Establishing the hardware section in configuration.nix

New to the communiity here, I’ve read the NixOS language doc. I can follow along. But to demonstrate the syntax of the nix language, the authors use basic variables and arithmatic. I personally find it ambiguous to interpolate 1 into a and b and then sum them together to make 2. I can’t imagine using that operation very frequently in production NixOS environments.

I know where to place the hardware configuration inside /etc/nixos/configuration.nix - - but where can I learn or read more about what to fill in here to make sure NixOS is configured to recognize my Intel CPU and AMD GPU and my integrated NIC on my Asus mobo?

I would have thought that with Linux in general handles CPU/GPU/mobo drivers are configured natively within the kernel - - the hardware should just work when booting the NixOS iso on live media like USB.

An annotated sample configuration.nix demonstrating common and not so common hardware configurations in production environments I think could be instructive. Can someone direct me to a doc which explains that?

I personally find it ambiguous to interpolate 1 into a and b and then sum them together to make 2 . I can’t imagine using that operation very frequently in production NixOS environments.

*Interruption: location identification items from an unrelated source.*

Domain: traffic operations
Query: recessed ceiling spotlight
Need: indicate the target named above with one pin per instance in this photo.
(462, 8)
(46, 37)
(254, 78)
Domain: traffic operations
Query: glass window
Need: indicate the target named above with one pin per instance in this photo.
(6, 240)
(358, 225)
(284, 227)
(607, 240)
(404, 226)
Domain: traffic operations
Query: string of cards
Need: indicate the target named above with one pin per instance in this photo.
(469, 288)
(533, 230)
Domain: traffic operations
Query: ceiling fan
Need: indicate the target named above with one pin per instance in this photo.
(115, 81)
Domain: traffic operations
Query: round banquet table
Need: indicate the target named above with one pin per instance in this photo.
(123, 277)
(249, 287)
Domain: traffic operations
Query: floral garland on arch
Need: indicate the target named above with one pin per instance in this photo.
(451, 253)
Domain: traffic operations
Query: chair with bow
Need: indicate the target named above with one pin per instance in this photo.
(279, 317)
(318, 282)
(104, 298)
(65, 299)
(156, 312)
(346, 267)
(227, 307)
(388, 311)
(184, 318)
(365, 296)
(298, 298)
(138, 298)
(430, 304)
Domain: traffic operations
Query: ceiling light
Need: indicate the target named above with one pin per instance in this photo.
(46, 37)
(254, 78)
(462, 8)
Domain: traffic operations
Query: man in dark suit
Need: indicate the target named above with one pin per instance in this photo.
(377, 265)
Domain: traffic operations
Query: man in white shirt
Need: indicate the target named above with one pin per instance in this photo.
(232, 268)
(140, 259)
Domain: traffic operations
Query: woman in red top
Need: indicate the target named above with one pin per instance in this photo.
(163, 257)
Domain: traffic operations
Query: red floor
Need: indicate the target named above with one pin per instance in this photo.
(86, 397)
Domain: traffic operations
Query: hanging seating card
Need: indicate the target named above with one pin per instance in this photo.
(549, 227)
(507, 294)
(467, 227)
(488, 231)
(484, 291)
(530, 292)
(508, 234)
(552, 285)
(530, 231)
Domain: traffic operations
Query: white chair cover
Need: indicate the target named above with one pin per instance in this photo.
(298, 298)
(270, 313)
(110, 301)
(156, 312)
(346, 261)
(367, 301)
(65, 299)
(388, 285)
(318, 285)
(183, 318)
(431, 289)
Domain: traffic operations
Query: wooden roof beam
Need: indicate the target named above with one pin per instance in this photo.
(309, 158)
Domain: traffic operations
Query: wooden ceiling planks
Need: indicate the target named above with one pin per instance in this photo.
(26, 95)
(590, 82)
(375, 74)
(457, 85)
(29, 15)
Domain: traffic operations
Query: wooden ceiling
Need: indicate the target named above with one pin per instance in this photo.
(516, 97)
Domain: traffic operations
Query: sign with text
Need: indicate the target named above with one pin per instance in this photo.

Nix is not really a general purpose language, but it’s not used exclusively for writing system configurations either. For example, for your shiny declarative configuration to be actually useful, someone had to implement what every option does and the implementation is written in Nix. The kernel and every software you installed was configured, built and packaged by writing recipes in Nix.

I know where to place the hardware configuration inside /etc/nixos/configuration.nix - - but where can I learn or read more about what to fill in here to make sure NixOS is configured to recognize my Intel CPU and AMD GPU and my integrated NIC on my Asus mobo?

Unless you’ve an interest in learning how NixOS works, you’re not supposed to care. If you use nixos-generate-config to bootstrap your configuration and have a desktop PC you’re ok.

For special (read troublesome) hardware like handeld devices, SBCs and some laptops you may want to look at nixos-hardware, which has more fine-tuned configurations.